Let $\$X$ be the nett winning in one game. Then $X$ has two possible values: $16$ or $-5.$

In one game, the probability of winning is $$P(X=16)=\frac6{36}=\frac16.$$

Over the long run, the average value of $X$ is $$\sum_x xP(X=x)\\=16\left(\frac16\right)+(-5)\left(1-\frac16\right)\\=-1.5.$$

(This quantity is called the expected value of $X$. It is essentially a weighted average, where the the probability $P(X=x)$ is the "weight" of its associated outcome $x.$

In other words, the average winning per game is the signed sum of the average \$profit and the average \$loss; the latter, for example, equals the negative profit per unsuccessful game multiplied by the proportion of the games that are unsuccessful.)

Thus, I expect to lose $\$1.50$ per game. So, I would not play this game.

Answer 3

There are 36 possible combinations when you roll two dice. How many of these add up to 7? (6+1, 5+2, 4+3, 3+4, 2+5, 1+6) --> 6. So there is a 1/6 chance that you will win.

Let $X$ be the random variable that denotes the amount you win. With probability 1/6, you win 21 and with probability 5/6 you win 0. So your expected winnings are $21 \times 1/6 + 0 \times 5/6 = 21/6$. However, you also have to pay 5 to play (regardless of outcome), so your net expected winnings are $21/6 - 5 < 0$. Since the net winnings are expected to be negative, I would not play the game!

Let's say the probability of a winning combination was $p$. The net expected winnings would be $21p - 5$ based on the above calculations. For this to positive, you must have $p > 5/21$. So only play the game if the winning combinations have a probability > 5/21 (close to 1/4, though I am not sure how you concluded that it should be exactly 1/4).

Answer 4

Your first approach is correct, at least approximately. (If you won £20 on a 7, then you'd need to roll 7's at a rate of $\frac14$ to break even. Since you win £21, you can afford a slightly lower rate, though not as low as $\frac16$.)

Your second approach is wrong. It's true that more than half the time, you win at least once over a sequence of four throws.

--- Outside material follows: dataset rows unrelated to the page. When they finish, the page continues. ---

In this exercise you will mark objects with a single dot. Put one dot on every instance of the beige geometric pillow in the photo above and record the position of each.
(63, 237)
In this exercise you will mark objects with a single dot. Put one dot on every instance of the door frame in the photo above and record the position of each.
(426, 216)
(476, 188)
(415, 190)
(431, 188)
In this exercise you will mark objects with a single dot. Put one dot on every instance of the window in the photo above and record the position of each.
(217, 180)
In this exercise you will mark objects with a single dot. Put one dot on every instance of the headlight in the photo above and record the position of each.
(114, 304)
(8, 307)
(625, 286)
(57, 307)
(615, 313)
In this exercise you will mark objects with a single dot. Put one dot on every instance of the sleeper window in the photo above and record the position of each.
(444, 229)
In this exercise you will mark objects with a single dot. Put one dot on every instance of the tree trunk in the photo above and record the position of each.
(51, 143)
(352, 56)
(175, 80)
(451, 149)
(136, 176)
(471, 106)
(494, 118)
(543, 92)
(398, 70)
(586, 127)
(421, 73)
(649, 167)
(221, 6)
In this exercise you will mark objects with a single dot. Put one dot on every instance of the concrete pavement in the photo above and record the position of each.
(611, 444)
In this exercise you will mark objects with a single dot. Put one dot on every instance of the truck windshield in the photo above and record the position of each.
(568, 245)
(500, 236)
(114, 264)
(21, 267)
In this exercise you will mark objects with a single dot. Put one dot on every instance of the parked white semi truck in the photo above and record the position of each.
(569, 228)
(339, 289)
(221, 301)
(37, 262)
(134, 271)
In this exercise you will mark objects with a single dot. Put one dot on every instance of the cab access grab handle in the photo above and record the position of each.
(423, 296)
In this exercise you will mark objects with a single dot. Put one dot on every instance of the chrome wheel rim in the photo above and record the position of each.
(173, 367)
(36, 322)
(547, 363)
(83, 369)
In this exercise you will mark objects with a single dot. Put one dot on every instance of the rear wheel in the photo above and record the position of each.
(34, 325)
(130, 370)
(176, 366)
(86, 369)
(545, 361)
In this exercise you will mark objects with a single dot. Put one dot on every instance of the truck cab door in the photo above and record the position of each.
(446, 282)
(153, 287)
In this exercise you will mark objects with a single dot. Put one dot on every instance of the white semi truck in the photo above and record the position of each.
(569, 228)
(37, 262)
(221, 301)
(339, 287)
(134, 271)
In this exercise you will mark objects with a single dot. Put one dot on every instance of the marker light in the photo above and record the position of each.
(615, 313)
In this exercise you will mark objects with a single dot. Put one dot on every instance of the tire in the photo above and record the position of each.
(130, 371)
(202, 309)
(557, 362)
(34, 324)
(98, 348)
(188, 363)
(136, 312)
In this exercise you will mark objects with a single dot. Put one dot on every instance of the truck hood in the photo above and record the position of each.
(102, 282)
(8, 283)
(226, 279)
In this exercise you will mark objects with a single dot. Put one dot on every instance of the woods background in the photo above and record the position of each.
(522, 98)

However, all that tells you is: more than half the time, you don't lose money. This doesn't mean that you break even on average! In fact, it tells you that:

• Approximately $48\%$ of the time, you roll no 7's, and so you lose £20 over the course of four throws.
• Approximately $52\%$ of the time, you roll at least one 7, and you make a net profit of at least £1. Most of the time, this will be exactly £1.

This doesn't look as good anymore. In general, just because a random variable is positive more than half the time, doesn't mean its expected value is positive.